"But I don’t want to go to bed. Why does Jimmy get to
stay up later? It’s not fair. Just let me watch this show. It’s my favorite!
It’s a special! I always have to miss it and everyone else watches it! Nobody
else in the fourth grade has to be in bed by 8:00. Can I have a drink? A cookie?
A hug? One more story? Pleeease. Where’s my stuffed rabbit. You know I can’t
sleep without my stuffed rabbit. I WANT MY RABBIT!"
Would someone please explain to me why it is that kids resist
going to bed early when their parents are dying for it? Worn out from a busy
day, kids seem to wind up just when parents are winding down. Instead of being a
cozy time of settling down, bedtime too often becomes a struggle.
Hang in there! Establishing and maintaining a bedtime routine
is worth the struggle. There is so much good learning that can go on during
the hour before lights out that it really shouldn’t be missed.
First and foremost, bedtime is a daily opportunity to build and
nurture your relationship with your child. There’s something about a quiet
darkened room that invites conversation. This is a time to take stock, to
snuggle, to talk about some of the important things that your child is thinking
about. When children know that bedtime is a time when you give a few minutes of
undivided attention, they often save up their most sensitive questions for
sharing. Yes, sometimes they’ll use it to hang onto you when you really want
to get to your own projects or the newspaper. Calmly set some limits and carry
on. This is the real stuff of parenting -- building your child’s sense of
personal value, answering the big questions, teaching your values through
stories and talk.
Repetition and structure help children feel safe. Bedtime
declares that the day is over. When you are loving and firm about when it is
time for bed, you are building your children’s confidence in their world.
Repetition for young children is comforting (Ever wonder why they want the same
story over and over?). The repetition of the getting ready for bed routine
(getting into pjs, brushing teeth, a drink of water, a story, a hug, goodnight—or
whatever) lets your child know what to expect and helps him or her feel secure.
An important part of being independent is having the skills to
settle yourself down when you are tired or stressed. Bedtime routines
help children learn to transition from the busy activity of the day to settling
down for sleep. Bedtime is a time to teach children how to soothe themselves and
how to relax. Help them learn a few relaxation tricks like tensing and releasing
muscles or thinking about a favorite place. This is a gift they’ll use
forever.
Bedtime connected to story time puts a love of language deep
inside a person. Try to read aloud to your child every evening (or at least two
out of three). Don’t quit when kids can read on their own. They’ll do plenty
of that in school and out.

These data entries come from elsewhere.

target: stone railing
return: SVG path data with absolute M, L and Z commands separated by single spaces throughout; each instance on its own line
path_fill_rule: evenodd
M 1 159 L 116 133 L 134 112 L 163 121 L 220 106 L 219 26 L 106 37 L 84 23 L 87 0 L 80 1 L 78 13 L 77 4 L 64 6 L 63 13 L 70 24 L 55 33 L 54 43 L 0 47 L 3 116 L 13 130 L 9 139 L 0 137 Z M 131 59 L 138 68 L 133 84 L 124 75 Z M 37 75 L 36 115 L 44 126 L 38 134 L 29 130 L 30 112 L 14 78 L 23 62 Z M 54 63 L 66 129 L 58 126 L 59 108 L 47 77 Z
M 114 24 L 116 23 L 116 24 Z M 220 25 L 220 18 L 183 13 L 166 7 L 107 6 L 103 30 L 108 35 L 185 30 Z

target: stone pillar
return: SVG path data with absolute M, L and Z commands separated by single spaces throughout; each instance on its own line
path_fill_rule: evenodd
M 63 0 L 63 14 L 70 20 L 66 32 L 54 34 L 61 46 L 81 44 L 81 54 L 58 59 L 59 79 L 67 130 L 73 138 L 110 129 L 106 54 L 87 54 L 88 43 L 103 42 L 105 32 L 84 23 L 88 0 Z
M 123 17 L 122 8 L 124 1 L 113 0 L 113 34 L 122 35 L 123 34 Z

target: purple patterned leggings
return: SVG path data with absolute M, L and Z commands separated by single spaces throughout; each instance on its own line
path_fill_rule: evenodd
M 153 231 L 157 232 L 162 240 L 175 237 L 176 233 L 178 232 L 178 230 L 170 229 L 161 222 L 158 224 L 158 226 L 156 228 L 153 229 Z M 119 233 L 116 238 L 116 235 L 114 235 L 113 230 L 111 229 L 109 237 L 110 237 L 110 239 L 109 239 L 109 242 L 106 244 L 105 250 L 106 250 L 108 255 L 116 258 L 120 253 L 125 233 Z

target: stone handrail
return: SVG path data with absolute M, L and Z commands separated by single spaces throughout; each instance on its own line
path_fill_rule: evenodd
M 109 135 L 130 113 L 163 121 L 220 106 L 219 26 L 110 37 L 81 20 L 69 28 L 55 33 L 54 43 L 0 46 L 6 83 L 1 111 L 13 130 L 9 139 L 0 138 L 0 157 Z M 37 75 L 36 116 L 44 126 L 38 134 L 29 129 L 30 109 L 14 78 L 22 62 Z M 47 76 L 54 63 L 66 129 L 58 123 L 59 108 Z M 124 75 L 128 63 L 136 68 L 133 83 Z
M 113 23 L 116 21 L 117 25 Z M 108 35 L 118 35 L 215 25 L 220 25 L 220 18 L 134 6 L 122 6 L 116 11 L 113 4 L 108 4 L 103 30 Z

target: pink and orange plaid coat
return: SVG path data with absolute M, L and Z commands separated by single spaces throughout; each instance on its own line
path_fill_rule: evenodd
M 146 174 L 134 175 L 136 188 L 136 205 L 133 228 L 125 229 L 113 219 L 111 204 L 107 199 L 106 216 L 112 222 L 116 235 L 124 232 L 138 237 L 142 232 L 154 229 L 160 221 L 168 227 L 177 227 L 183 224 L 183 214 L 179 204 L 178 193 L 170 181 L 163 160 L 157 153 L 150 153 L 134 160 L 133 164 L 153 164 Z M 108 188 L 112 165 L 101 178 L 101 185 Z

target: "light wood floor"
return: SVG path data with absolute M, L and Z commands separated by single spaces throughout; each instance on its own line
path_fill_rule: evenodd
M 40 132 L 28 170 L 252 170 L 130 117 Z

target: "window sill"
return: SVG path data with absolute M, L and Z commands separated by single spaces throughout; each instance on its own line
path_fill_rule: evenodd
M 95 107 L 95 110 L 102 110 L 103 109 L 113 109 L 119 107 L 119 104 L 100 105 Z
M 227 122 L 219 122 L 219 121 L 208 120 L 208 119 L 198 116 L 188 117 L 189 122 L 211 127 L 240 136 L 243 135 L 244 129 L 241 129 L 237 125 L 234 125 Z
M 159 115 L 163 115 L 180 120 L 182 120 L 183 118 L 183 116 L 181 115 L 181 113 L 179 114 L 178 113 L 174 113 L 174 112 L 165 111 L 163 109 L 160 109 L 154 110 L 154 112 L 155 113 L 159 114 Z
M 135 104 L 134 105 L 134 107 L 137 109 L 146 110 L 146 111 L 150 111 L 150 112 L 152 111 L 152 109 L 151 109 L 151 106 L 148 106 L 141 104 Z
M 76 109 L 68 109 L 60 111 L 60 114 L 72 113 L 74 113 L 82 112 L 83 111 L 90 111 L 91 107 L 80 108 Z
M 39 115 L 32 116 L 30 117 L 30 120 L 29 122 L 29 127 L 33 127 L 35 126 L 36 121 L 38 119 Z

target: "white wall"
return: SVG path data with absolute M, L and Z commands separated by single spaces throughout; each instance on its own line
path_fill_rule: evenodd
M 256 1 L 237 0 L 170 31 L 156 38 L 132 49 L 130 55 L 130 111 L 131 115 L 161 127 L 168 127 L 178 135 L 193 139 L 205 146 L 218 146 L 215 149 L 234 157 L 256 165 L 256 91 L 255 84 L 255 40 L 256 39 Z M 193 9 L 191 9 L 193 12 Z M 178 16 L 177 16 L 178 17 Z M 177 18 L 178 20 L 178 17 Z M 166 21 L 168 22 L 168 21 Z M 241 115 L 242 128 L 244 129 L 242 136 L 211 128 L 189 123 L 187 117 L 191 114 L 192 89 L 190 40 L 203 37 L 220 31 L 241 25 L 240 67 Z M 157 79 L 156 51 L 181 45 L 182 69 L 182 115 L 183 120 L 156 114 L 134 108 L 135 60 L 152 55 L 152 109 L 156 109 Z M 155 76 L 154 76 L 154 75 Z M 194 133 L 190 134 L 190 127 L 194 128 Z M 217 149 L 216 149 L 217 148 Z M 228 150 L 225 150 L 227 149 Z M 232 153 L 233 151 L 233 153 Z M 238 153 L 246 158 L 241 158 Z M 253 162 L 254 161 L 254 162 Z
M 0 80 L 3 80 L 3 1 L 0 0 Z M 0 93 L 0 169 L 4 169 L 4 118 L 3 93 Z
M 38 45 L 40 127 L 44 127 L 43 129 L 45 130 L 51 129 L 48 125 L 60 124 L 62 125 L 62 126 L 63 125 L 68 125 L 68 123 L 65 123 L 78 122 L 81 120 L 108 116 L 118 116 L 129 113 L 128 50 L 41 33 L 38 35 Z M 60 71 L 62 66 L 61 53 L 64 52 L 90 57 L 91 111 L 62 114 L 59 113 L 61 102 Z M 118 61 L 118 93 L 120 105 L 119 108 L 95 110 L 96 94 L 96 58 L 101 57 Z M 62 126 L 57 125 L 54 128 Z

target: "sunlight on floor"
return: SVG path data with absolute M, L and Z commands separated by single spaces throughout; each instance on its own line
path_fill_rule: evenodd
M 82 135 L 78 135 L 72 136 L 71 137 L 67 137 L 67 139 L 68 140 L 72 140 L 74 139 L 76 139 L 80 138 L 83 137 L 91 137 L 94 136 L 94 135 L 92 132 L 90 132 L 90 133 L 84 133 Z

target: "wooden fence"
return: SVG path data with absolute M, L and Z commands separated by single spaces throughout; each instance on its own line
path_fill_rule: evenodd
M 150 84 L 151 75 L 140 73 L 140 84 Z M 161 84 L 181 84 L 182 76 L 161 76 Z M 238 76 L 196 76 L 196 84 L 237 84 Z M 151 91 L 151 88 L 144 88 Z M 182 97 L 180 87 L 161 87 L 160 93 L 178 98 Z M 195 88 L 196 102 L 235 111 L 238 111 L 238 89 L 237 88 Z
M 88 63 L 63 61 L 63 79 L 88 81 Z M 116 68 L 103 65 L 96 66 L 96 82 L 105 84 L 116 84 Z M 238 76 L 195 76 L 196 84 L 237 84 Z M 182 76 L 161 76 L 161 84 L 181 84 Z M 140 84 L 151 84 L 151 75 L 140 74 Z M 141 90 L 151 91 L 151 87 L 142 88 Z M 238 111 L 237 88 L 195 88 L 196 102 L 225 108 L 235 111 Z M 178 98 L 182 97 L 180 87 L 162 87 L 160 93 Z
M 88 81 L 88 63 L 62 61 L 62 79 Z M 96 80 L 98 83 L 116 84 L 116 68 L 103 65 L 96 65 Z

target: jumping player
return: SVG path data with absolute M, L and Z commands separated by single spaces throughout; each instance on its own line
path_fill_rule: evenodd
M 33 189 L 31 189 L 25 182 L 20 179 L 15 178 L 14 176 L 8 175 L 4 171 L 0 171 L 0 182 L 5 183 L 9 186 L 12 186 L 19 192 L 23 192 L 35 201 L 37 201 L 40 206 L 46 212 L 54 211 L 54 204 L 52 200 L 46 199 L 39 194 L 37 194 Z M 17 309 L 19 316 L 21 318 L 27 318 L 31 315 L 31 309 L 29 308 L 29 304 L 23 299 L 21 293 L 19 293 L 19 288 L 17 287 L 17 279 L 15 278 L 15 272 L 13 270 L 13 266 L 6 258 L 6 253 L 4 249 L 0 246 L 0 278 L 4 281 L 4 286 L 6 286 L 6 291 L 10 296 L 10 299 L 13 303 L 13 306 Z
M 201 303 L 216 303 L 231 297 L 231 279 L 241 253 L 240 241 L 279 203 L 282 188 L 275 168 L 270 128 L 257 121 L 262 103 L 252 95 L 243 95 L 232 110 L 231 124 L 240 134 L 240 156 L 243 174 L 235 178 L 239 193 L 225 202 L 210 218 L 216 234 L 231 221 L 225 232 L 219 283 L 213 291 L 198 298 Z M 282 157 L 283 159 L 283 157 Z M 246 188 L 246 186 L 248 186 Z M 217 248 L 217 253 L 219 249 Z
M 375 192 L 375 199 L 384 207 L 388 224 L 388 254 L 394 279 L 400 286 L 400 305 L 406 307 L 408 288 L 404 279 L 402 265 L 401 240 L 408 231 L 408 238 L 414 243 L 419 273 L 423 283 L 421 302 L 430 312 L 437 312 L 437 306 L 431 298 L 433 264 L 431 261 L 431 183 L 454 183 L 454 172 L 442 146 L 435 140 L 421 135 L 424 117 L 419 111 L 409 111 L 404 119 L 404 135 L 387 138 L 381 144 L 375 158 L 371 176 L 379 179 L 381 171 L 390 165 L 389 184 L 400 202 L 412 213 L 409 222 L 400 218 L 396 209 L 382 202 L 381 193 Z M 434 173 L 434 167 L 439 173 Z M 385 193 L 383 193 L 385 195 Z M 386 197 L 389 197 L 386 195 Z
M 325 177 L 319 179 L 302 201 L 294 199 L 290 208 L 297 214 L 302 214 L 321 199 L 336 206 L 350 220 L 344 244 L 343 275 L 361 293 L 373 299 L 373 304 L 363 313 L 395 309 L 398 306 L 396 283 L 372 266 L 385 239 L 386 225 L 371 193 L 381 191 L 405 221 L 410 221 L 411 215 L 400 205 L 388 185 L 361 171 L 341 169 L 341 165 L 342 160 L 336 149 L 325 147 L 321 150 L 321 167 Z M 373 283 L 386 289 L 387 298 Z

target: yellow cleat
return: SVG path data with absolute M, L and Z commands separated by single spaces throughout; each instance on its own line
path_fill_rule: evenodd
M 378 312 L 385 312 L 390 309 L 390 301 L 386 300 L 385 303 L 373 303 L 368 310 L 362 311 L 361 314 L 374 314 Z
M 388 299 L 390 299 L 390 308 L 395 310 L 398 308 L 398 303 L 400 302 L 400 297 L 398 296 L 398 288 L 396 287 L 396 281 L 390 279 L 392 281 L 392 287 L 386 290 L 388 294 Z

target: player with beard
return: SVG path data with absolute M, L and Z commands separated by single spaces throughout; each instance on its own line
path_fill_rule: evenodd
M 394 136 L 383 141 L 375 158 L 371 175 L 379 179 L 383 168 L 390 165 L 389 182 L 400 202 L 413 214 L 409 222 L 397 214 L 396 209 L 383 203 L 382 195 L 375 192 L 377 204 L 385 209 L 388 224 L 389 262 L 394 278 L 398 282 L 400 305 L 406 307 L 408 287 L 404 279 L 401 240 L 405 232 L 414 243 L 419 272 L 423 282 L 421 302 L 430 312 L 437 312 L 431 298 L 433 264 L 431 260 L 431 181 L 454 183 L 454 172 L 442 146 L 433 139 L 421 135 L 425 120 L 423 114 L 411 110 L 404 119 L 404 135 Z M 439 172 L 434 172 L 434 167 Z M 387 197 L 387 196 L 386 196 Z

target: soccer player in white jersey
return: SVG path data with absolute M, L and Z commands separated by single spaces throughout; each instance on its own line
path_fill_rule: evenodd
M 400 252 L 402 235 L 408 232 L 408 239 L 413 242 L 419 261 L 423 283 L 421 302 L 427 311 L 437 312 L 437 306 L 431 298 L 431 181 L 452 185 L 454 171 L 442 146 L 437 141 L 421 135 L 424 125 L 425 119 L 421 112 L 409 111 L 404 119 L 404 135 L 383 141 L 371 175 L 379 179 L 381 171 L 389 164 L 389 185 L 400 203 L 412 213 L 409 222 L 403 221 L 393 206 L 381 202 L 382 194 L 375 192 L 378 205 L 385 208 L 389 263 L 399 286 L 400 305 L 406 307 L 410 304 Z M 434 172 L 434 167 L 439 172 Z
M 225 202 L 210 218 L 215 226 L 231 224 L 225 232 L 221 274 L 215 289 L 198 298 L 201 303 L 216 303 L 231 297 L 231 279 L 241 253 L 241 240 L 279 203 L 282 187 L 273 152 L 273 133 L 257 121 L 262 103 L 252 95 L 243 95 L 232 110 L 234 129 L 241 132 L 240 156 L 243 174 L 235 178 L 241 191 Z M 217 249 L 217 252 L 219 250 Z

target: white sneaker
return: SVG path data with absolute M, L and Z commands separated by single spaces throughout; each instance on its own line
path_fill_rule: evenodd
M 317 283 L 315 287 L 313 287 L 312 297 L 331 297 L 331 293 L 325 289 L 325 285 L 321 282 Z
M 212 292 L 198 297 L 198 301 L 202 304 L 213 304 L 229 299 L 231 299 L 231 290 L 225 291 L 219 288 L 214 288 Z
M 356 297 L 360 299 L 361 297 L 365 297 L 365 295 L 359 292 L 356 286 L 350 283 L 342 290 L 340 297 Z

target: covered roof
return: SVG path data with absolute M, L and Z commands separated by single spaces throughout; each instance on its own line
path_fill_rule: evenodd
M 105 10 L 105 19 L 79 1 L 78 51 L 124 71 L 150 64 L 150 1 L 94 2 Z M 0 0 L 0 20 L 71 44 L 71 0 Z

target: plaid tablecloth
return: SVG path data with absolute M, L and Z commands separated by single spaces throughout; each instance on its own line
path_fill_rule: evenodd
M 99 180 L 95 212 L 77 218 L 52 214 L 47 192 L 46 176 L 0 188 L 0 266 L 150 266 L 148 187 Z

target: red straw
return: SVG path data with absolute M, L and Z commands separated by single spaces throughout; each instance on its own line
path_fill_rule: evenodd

Keep reading aloud as part of the bedtime routine
right up to the teen years. It will help you stay connected in a positive way
during what can be a prickly time.
Like everything else about family life, the goal isn’t to be
perfect around bedtime routines. You won’t be. Bedtime is often anything but
the relaxed calm ending to the day we’d like it to be. But it is important for
both parents and children to have a sense of what is supposed to happen and to
pull it off more often than not. When you do, you add a significant measure of
emotional strength to your children and your family.
In summary, to make bed time a cozy time:
- Make it a priority to establish and maintain a bedtime routine from the
time your children are toddlers.
- Remember that repetition and structure help children feel safe.